So the motivation for great documentation actually came from our technical lead. For a while he’d been passionate about the idea of creating an end-to-end tutorial… So you’ll see chapter three in the documentation takes you through this amazing space flight tutorial. It takes about two hours to run through everything and get you acquainted, from beginner all the way to intermediate functionality in Kedro.

[27:57] I think it was Ivan’s passion for users and them being able to learn and understand the tool, because Kedro documentation before that had literally just been kind of like the API docs, and the user guide, where we describe how the individual parts of the library - like the pipeline, the nodes and the catalog - work. So really kudos to Ivan thinking and pioneering that we need to do better in terms of how we explain these things, and also using this as a solution for the fact that we can host a Slack channel when we open sourced.

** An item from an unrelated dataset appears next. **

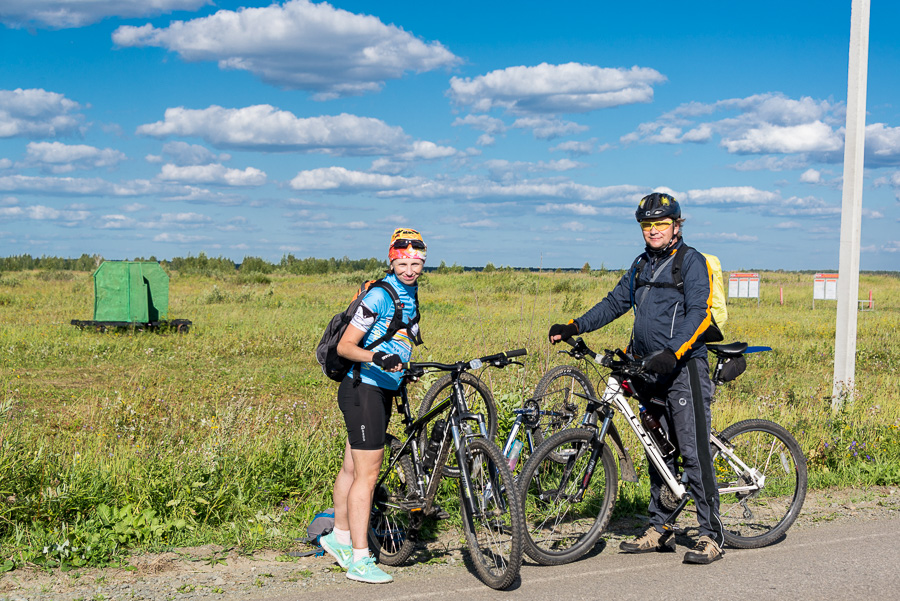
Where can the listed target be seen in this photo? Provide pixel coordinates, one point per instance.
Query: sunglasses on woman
(401, 243)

But in terms of how we set up the code of conduct, and how did we think about best practice with how we set up a GitHub repository, I used to spend weekends going through kind of like people talking about how to do open source community management and what does best practice look like running a community. So it was important for me that code of conduct went in, so that we’d have a way to enforce if something were to go wrong on the repository. Luckily, nothing has… But we’d have a way to communicate with the users by referring them back to the code of conduct, one, and then two, also being able to take action to resolve things.

So yeah, it was just kind of like “How do we have an empathetic view to how someone will perceive a product, and how do they get on the best side of that, and try to put yourself in the users or the first viewers’ shoes?”

On this note, additionally, I do know that open source does have diversity issues as well, so I’m really excited to eventually see hopefully PRs from women, or women-identifying people on Kedro.

So yeah, at all times we do also have a style guide for how we communicate with our users, as well. That was also something that we set up. So how do we say “Thank you for contributions”, how do we respond to questions as well - and that is a team standard. Because we never want to create an environment where someone is offended and doesn’t wanna come back and interact with us on our different channels because of maybe a comment, or whatever the case might be. So those were things that we did look at.

Jerod Santo

Very cool. So I will say to your third point, which was you were a bit surprised by the level of success or people glomming on and using the project, I would say it probably has to do with the stuff we just talked about - the thoughtfulness and the TLC that you put in around open source, and doing things well. That being said, I’m curious if you had some sort of a launch plan, or were there ways that you said “Okay, Kedro is out there. We want people to use this, we want people to try it”, were there press releases, was there blog posts, or was this just a thing that grew organically after open sourcing it?

Yetunde Dada

That is a fantastic question, and there was a huge release. It was McKinsey’s first open source product, so everyone was very excited. The other thing that we realized in hindsight is that – I’m really passionate about product marketing because you can kind of solve it as a… It’s a user problem. It’s “How do I make sure that you’re getting the right information, so that I don’t waste your time?” And you also learn what value something might have for you, because you consumed it in a short time and in a form that you needed it in.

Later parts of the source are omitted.